Avis de la Chambre de Commerce
La Chambre de Commerce a rendu son avis sur le projet de loi visant à doter le Luxembourg d’un cadre législatif régissant les procédures à appliquer aux avoirs en comptes et coffres forts dits « dormants » ou « inactifs » et aux avoirs placés sous contrats d’assurance-vie tombés en déshérence.
L’objectif du projet de loi vise d’une part, à renforcer la sécurité juridique pour les banques et assureurs en précisant leurs obligations professionnelles, et d’autre part, à renforcer la protection des titulaires et ayants droit de certaines prestations d’assurance en instaurant des dispositions relatives à la recherche de leurs comptes, coffres-forts et contrats d’assurance. Le cadre légal est censé répondre aux attentes des clients des banques et entreprises d’assurance à l’égard d’une place financière internationale moderne et ouverte.
Un projet de loi perfectible à plusieurs égards
Si l’Institution accueille favorablement le projet dans son principe et ses objectifs, elle émet néanmoins quelques réserves assorties de recommandations.
Ainsi, la Chambre de Commerce salue l’objectif de vouloir favoriser la restitution des avoirs aux titulaires de comptes ou à leurs ayants droit en encourageant la surveillance des comptes inactifs et la recherche des titulaires. Elle accueille également favorablement la proposition d’affecter 50% des avoirs non réclamés par les ayants droit au Fonds souverain intergénérationnel du Luxembourg (FSIL), une initiative qui a pour finalité de fortifier l’épargne pour les générations futures.

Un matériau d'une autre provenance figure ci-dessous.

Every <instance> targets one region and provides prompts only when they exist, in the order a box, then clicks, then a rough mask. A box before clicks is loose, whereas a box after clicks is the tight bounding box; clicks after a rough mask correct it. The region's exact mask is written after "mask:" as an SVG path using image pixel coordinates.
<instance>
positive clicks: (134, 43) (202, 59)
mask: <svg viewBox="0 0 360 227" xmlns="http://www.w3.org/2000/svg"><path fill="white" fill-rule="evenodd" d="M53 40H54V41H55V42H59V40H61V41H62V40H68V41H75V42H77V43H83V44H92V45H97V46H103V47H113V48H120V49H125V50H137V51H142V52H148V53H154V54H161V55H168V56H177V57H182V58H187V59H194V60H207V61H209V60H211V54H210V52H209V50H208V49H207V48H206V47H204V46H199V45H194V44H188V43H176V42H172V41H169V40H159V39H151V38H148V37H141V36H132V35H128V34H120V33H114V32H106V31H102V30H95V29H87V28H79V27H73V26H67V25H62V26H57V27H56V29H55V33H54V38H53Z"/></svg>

En revanche, la Chambre de Commerce estime que le projet passe, à plusieurs égards, à côté de l’objectif de sécurité juridique voulu par et pour les banques et les assurances et renferme une complexité dont les coûts de mise en œuvre, notamment informatiques, seront particulièrement élevés.
Les trois pierres d’achoppement du nouveau cadre législatif
Les trois principales critiques émises par la Chambre de Commerce portent sur l’accord préalable de la caisse de consignation et les informations à fournir, les différents délais et enfin, les sanctions administratives et pénales.
Concernant l’accord préalable de la caisse de consignation, dans la mesure où la consignation est devenue obligatoire, cet accord devrait être donné dès qu’il est avéré que la banque ou l’assureur ne peut plus restituer ces avoirs au titulaire ou ses ayants droit. Il est indispensable, une fois les diligences accomplies, de permettre la consignation des avoirs inactifs en vue d’assurer un reporting satisfaisant dans le cadre des obligations FATCA (Foreign Account Tax Compliance Act) et CRS (Common Reporting Standard). Cette consignation ne doit d’ailleurs s’accompagner que d’un nombre restreint d’informations à fournir à la caisse, dont ne font certainement pas partie la confirmation que ces avoirs ne proviennent pas d’une opération de blanchiment. Si la possibilité de refus de la caisse de consignation devait être maintenue, la décision devra être motivée et intervenir endéans les trois mois, le silence ne suffisant pas.
S’agissant des délais, le projet de loi renferme une multitude de délais divers et variés en termes de longueur et de point de départ. Il instaure trois régimes distincts pour les comptes, les coffres-forts et les contrats d’assurance. Si le texte prévoit des dérogations et un alignement des délais lorsque le titulaire dispose à la fois d’un coffre et d’un compte auprès du même établissement, il n’harmonise pas totalement les délais de traitement. Par ailleurs, plusieurs établissements sont à la fois banquiers et assureurs, de sorte qu’ils devraient mettre en œuvre simultanément ces trois régimes et effectuer des développements informatiques distincts. A noter encore que le projet de loi renferme un délai de conservation des données par les banques, qui semble incompatible avec le RGPD (Règlement Général sur la Protection des Données).
En dernier lieu, Chambre de Commerce déplore les lourdes sanctions, administratives et pénales qui ne semblent même plus requérir d’élément moral pour être prononcées. Des remarques plus spécifiques relatives à la présomption d’exigibilité des prestations peuvent être formulées pour les assurances.
A titre plus ponctuel, la Chambre de Commerce demande de préciser le sort de certains comptes dits « omnibus » et d’exclure les mineurs de la définition des titulaires pour éviter que des comptes ouverts au seul bénéfice de titulaires mineurs soient considérés comme inactifs. La Chambre suggère, par ailleurs d’augmenter la fourchette disponible pour les frais de recherche. Elle souhaiterait également que les documents requis par les différentes annexes puissent être fournis au minimum en anglais et que soit précisé à qui incomberait la charge des éventuels frais de traduction.